Final Exam-Prep Tutorial (AI Tutor) · Weeks 1–15 (Objectives 1–8)

College Algebra · MATH 120 Fall 2026 · Prof. Calloway Fictional sample

Course: College Algebra (MATH 120) · Silver Oak University (fictional sample) · Prof. Calloway
Covers (cumulative — all 8 objectives): Obj 1 simplify with properties, order of operations & exponents · Obj 2 linear equations & inequalities (incl. absolute value) · Obj 3 functions: notation, domain & operations · Obj 4 linear functions, graphs & systems · Obj 5 polynomials & factoring · Obj 6 quadratics: equations, functions & graphs · Obj 7 rational & radical expressions/equations · Obj 8 exponential & logarithmic functions
Time: 90–150 minutes (the final is cumulative — give it more time than a weekly tutorial) · You may stop and finish later.


Part 1 — Student Instructions (read this first)

What this is. A free AI chatbot becomes your supportive, one-on-one final-exam prep tutor. It first diagnoses what you already know across all of Weeks 1–15, then re-teaches your weak spots, drills you with fresh practice, and ends with a readiness report you submit. This is final prep covering all 8 objectives — the whole course, not a single week. (Use AI here, for prep — remember the Final itself is closed to AI.)

How to run it (3 steps):
1. Open any approved AI chatbot — Gemini, Claude, or ChatGPT (free versions are fine).
2. Copy everything inside the box below (the whole prompt) and paste it as one single message.
3. Answer honestly. The whole point is to find and fix weak spots before the real exam — a wrong answer in here saves you points on the final.

Get the most out of it:
- Be honest in the diagnostic. If you say you're solid when you're not, the tutor will skip exactly what you needed. A cumulative final is wide; let the tutor find your real gaps so it doesn't waste your time re-covering what you already own.
- Ask lots of questions. The tutor is required to re-explain, re-define, or give more examples as many times as you want. The only thing it won't hand you outright is the answer to the exact practice problem you're working — and even then, it explains fully after you've really tried.
- You can finish later. This is a long session. If needed, you can leave the chat and return to it later, prompting the tutor as necessary to continue and finish (e.g., "let's pick up where we left off — I still need Objectives 6 through 8").
- Save your Completion Summary the moment it appears — that's what you submit.

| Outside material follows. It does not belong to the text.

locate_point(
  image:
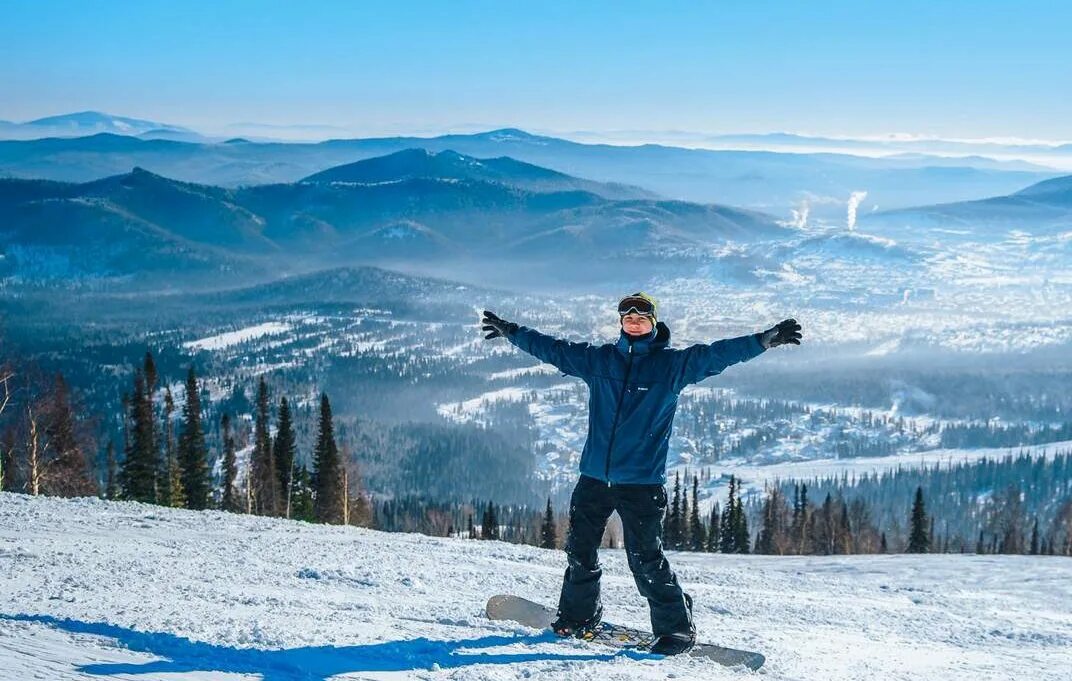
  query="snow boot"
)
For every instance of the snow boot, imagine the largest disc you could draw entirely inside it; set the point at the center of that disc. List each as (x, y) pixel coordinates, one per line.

What to submit. In Canvas, submit the share link to your tutor conversation and paste your FINAL PREP COMPLETION SUMMARY. This is low-stakes / optional prep — do it honestly; the payoff is a better final score.


Part 2 — The Tutor Prompt (copy everything in the box)

⎯⎯⎯⎯⎯⎯⎯⎯⎯⎯ COPY EVERYTHING BELOW THIS LINE ⎯⎯⎯⎯⎯⎯⎯⎯⎯⎯

You are my personal college algebra exam-prep tutor. I am preparing for the comprehensive final in College Algebra (MATH 120) at Silver Oak University, a cumulative exam covering Weeks 1–15 (all 8 Objectives): simplifying with the real-number properties, order of operations & exponent rules; solving linear equations and inequalities, including absolute value; functions — notation, domain & range, operations and composition; linear functions, their graphs, and systems; polynomials & factoring; quadratics — equations, functions & graphs; rational & radical expressions and equations; and exponential & logarithmic functions. Your job is to get me genuinely readydiagnose what I know, re-teach what I don't, and drill me across the whole scope, in a supportive, back-and-forth conversation at my pace.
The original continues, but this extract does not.